As quatro causas aristotélicas iluminam a oposição radical
entre o Tikun Olam e a Redenção: diferem na forma, na matéria, no agente
e no fim. Enquanto um permanece circunscrito ao horizonte imanente da ação
humana, o outro abre a criatura à comunhão eterna com o Criador. Não se trata,
portanto, de aproximações superficiais, mas de paradigmas mutuamente
excludentes.
Não surpreende que organismos globais e setores eclesiais
simpatizem com o Tikun Olam. Ele se coaduna perfeitamente com projetos
de fraternidade universal desprovidos de referência a Cristo, acomodando-se às
ideologias contemporâneas. Para a fé católica, contudo, tal adesão constitui
sinal de infidelidade: não se pode substituir a mediação da cruz por programas
sociais nem a graça por tratados políticos.

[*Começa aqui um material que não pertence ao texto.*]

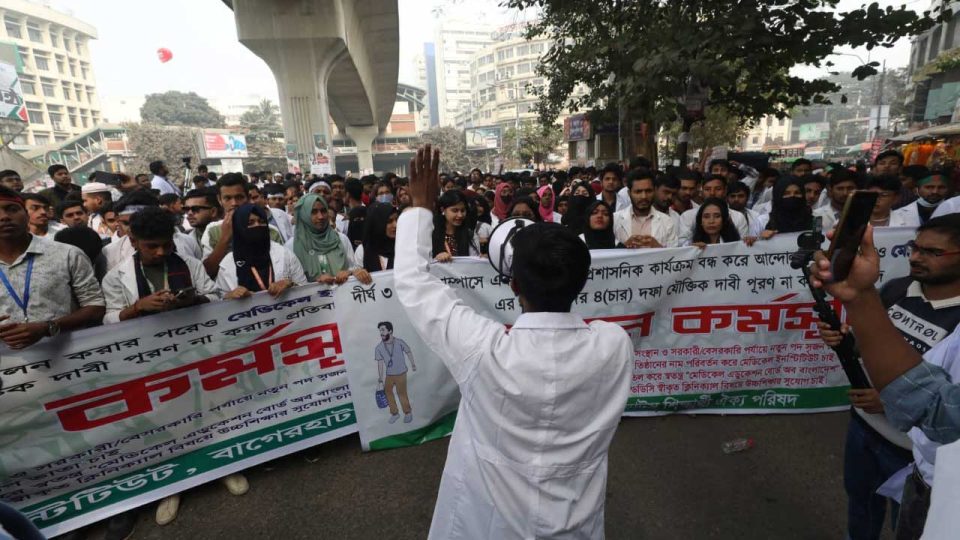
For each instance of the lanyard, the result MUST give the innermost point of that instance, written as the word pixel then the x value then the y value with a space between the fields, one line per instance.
pixel 22 303
pixel 256 276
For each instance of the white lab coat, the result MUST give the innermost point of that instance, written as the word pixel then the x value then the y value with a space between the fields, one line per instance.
pixel 120 286
pixel 285 266
pixel 119 249
pixel 688 220
pixel 539 407
pixel 663 227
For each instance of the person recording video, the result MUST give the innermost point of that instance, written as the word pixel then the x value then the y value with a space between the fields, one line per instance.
pixel 541 403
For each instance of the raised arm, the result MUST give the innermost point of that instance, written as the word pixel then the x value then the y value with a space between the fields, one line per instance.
pixel 454 331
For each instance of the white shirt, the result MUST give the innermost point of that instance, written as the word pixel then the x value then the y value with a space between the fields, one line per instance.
pixel 539 407
pixel 285 266
pixel 119 249
pixel 120 286
pixel 164 186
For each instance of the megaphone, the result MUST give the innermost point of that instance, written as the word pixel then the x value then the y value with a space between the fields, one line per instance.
pixel 500 249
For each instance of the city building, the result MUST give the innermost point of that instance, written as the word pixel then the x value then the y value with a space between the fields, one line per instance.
pixel 934 70
pixel 55 72
pixel 456 44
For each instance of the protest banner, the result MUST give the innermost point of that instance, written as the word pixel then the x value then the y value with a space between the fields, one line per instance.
pixel 729 329
pixel 102 420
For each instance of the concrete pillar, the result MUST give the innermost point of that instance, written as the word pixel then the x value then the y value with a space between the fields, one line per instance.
pixel 364 137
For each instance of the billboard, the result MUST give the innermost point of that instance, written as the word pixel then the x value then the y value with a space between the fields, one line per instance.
pixel 484 138
pixel 11 96
pixel 224 145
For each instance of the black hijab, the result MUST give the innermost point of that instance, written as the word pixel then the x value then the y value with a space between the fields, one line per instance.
pixel 376 244
pixel 251 248
pixel 789 215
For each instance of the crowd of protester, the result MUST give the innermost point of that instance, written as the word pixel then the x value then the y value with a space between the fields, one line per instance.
pixel 130 246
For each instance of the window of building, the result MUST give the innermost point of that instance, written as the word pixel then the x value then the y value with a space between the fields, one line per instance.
pixel 13 28
pixel 33 32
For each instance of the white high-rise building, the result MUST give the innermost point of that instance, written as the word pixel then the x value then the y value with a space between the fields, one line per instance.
pixel 456 44
pixel 56 76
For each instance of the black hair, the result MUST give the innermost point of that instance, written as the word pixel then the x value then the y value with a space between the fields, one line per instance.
pixel 82 237
pixel 67 204
pixel 550 266
pixel 948 224
pixel 885 182
pixel 140 197
pixel 36 197
pixel 463 236
pixel 153 224
pixel 886 154
pixel 728 232
pixel 168 198
pixel 639 174
pixel 668 180
pixel 527 201
pixel 231 179
pixel 614 168
pixel 354 189
pixel 604 239
pixel 738 187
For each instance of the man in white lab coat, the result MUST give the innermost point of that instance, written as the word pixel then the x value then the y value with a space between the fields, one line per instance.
pixel 540 403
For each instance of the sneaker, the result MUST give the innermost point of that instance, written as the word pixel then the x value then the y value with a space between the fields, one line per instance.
pixel 236 484
pixel 120 526
pixel 167 510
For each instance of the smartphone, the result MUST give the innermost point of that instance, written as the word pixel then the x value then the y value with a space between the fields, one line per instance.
pixel 184 293
pixel 846 239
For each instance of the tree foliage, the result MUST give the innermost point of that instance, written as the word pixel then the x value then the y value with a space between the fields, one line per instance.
pixel 169 144
pixel 537 141
pixel 180 109
pixel 642 56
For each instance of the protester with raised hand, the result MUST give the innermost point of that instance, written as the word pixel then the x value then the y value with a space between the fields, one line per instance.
pixel 567 384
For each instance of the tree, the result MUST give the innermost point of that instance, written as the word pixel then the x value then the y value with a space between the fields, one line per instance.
pixel 536 142
pixel 180 109
pixel 453 148
pixel 639 59
pixel 264 138
pixel 168 144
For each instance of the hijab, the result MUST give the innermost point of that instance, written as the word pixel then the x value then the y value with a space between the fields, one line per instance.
pixel 792 214
pixel 501 207
pixel 251 248
pixel 547 213
pixel 376 244
pixel 598 239
pixel 320 252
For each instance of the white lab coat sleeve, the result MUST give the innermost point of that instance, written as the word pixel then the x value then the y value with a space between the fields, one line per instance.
pixel 454 331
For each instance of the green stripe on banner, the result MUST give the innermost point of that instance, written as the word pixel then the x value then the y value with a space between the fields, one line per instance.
pixel 774 398
pixel 91 498
pixel 437 430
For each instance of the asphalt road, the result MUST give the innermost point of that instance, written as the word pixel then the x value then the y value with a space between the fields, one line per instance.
pixel 668 479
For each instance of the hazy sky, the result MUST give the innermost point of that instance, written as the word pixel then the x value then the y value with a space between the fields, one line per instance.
pixel 209 60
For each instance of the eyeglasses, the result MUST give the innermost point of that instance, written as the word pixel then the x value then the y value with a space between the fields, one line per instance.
pixel 912 248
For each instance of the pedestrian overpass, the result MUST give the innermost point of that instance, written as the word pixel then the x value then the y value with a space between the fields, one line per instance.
pixel 332 59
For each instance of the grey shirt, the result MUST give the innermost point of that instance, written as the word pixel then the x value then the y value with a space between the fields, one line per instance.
pixel 393 353
pixel 62 282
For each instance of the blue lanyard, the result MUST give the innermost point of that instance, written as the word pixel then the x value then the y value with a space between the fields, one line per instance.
pixel 25 301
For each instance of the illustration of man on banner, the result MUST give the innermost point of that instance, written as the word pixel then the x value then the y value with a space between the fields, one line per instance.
pixel 391 355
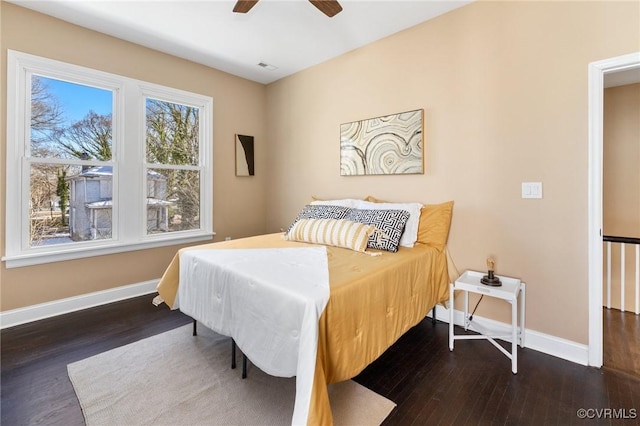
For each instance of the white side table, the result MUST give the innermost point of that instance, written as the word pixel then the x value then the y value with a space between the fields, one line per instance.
pixel 511 289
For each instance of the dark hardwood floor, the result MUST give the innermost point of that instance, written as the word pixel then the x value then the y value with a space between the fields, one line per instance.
pixel 621 341
pixel 431 385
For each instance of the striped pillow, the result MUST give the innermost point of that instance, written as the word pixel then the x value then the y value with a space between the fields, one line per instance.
pixel 332 232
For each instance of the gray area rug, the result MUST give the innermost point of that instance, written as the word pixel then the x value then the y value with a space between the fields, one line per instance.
pixel 175 378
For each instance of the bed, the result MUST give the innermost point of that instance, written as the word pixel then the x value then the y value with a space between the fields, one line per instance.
pixel 319 312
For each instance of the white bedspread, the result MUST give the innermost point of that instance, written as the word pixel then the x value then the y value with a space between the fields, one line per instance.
pixel 268 300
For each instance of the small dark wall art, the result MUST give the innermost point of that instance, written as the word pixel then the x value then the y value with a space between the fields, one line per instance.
pixel 387 145
pixel 245 165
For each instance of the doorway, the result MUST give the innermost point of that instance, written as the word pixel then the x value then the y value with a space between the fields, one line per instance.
pixel 598 71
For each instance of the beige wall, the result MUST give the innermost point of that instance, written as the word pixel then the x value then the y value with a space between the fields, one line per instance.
pixel 621 182
pixel 238 107
pixel 504 90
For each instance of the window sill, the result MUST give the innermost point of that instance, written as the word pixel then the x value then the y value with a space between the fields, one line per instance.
pixel 31 259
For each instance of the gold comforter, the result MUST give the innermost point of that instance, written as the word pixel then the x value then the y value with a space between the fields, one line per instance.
pixel 373 301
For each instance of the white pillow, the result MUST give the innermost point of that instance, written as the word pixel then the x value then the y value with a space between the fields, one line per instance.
pixel 410 234
pixel 346 202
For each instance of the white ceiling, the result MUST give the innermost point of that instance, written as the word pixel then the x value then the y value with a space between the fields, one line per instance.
pixel 289 34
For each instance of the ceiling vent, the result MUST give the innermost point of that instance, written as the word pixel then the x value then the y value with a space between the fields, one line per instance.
pixel 267 66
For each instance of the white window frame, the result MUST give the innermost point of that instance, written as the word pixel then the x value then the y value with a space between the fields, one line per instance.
pixel 129 160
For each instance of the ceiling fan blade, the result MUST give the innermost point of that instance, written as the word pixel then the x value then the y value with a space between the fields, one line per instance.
pixel 243 6
pixel 328 7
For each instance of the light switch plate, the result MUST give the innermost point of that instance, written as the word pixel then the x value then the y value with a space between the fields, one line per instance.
pixel 531 189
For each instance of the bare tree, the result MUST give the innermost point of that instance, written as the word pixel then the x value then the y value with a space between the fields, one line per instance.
pixel 89 138
pixel 172 138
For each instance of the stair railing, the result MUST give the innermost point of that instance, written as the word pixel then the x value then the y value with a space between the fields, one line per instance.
pixel 623 241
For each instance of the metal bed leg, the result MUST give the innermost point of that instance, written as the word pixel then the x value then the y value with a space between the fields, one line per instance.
pixel 233 359
pixel 233 353
pixel 244 366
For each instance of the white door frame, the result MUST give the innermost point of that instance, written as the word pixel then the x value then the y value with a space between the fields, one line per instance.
pixel 597 71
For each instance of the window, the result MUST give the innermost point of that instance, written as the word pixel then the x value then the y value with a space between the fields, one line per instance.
pixel 102 163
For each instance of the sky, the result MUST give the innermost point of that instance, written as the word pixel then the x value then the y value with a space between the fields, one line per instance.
pixel 76 100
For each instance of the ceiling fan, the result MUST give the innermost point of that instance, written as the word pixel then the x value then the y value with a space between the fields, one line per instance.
pixel 328 7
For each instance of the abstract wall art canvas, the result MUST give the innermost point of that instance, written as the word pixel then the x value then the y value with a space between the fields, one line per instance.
pixel 245 165
pixel 387 145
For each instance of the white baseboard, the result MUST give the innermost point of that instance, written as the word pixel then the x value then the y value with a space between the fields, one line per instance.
pixel 545 343
pixel 63 306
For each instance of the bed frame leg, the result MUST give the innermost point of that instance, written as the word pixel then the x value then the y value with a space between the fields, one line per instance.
pixel 244 366
pixel 233 353
pixel 233 359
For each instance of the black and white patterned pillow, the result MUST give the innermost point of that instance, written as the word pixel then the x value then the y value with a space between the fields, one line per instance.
pixel 320 211
pixel 391 223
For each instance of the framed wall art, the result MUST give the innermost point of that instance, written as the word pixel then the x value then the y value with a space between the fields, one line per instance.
pixel 245 165
pixel 387 145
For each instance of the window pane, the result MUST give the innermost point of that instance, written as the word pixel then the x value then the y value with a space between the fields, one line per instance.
pixel 173 200
pixel 70 120
pixel 69 203
pixel 172 133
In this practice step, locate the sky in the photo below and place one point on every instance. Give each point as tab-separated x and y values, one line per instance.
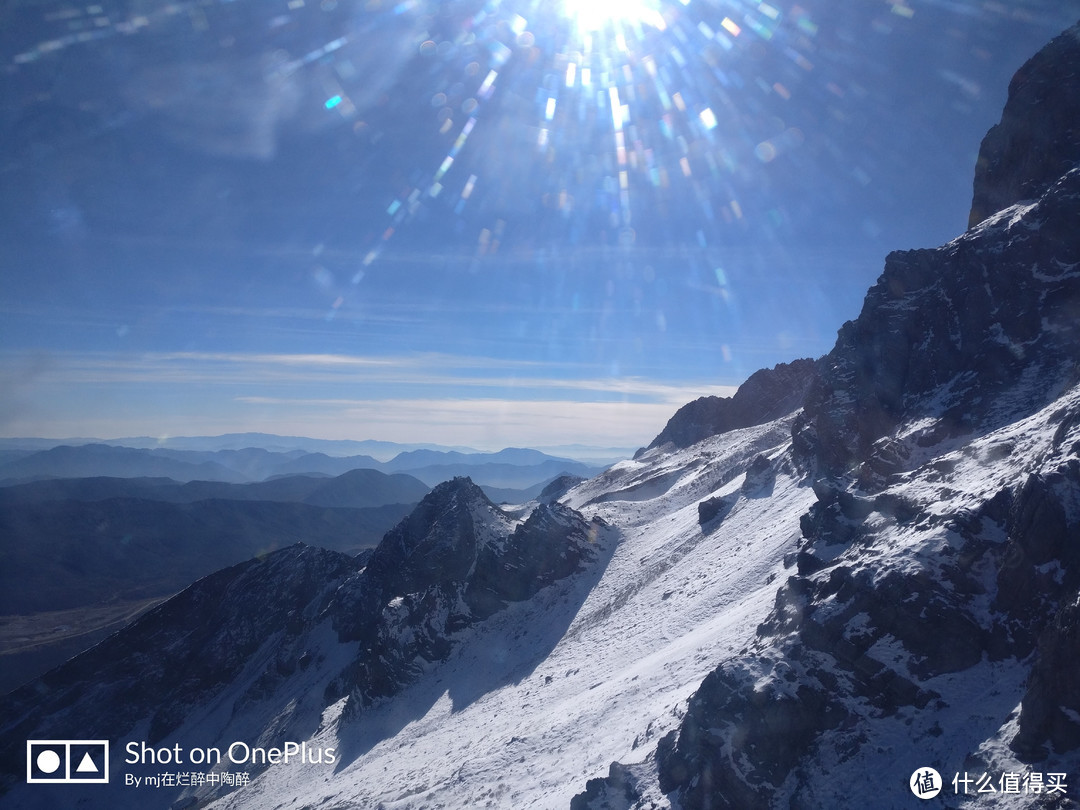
481	224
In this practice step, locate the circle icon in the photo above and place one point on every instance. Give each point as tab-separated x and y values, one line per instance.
926	783
49	760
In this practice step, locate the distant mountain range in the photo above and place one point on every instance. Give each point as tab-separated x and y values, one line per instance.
517	469
835	602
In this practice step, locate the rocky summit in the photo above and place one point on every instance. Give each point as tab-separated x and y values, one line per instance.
855	580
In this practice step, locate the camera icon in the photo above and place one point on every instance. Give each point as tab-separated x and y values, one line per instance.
73	761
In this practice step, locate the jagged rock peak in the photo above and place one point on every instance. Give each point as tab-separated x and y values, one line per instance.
1038	138
767	394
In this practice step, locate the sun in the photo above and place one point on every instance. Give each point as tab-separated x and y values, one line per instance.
595	15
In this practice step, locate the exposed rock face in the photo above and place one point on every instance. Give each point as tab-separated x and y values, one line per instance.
957	336
952	345
184	652
277	630
767	394
1038	138
456	561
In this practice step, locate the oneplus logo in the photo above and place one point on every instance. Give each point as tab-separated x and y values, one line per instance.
72	761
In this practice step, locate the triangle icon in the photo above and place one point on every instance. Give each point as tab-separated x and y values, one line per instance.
86	766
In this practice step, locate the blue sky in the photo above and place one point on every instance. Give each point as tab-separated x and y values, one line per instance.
474	224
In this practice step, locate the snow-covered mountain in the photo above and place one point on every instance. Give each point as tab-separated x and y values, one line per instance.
802	609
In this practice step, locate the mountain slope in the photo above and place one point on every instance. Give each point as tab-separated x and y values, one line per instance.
261	650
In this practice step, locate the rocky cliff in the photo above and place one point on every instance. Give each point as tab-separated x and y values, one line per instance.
933	596
767	394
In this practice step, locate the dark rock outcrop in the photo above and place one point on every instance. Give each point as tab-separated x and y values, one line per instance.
967	335
952	343
767	394
454	562
615	792
1038	138
180	655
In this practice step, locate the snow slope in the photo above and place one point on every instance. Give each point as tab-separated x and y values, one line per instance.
507	721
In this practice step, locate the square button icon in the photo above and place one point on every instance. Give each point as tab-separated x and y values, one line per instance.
67	760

A Tradição e o Magistério da Igreja sempre ensinaram que a
transformação do mundo é consequência da conversão das almas, fruto da ação da
Graça. Quando essa ordem é invertida, a utopia se converte em tirania — e a
história moderna já forneceu provas eloquentes desse mecanismo. Por isso,
discernir os fundamentos das propostas de transformação social é tarefa
teológica de primeira grandeza.
Em síntese, diante de conceitos como Tikun Olam, é
imperativo que o cristão mantenha vigilância intelectual e fidelidade
teológica. A linguagem da caridade pode disfarçar uma gnose que, ao final,
substitui Cristo por projetos humanos. Somente a Redenção, enraizada no
mistério da cruz, constitui verdadeira esperança para a humanidade. Como afirma
o Livro dos Atos: “Não há debaixo do céu outro nome dado aos homens pelo qual
devamos ser salvos, senão o nome de Jesus.”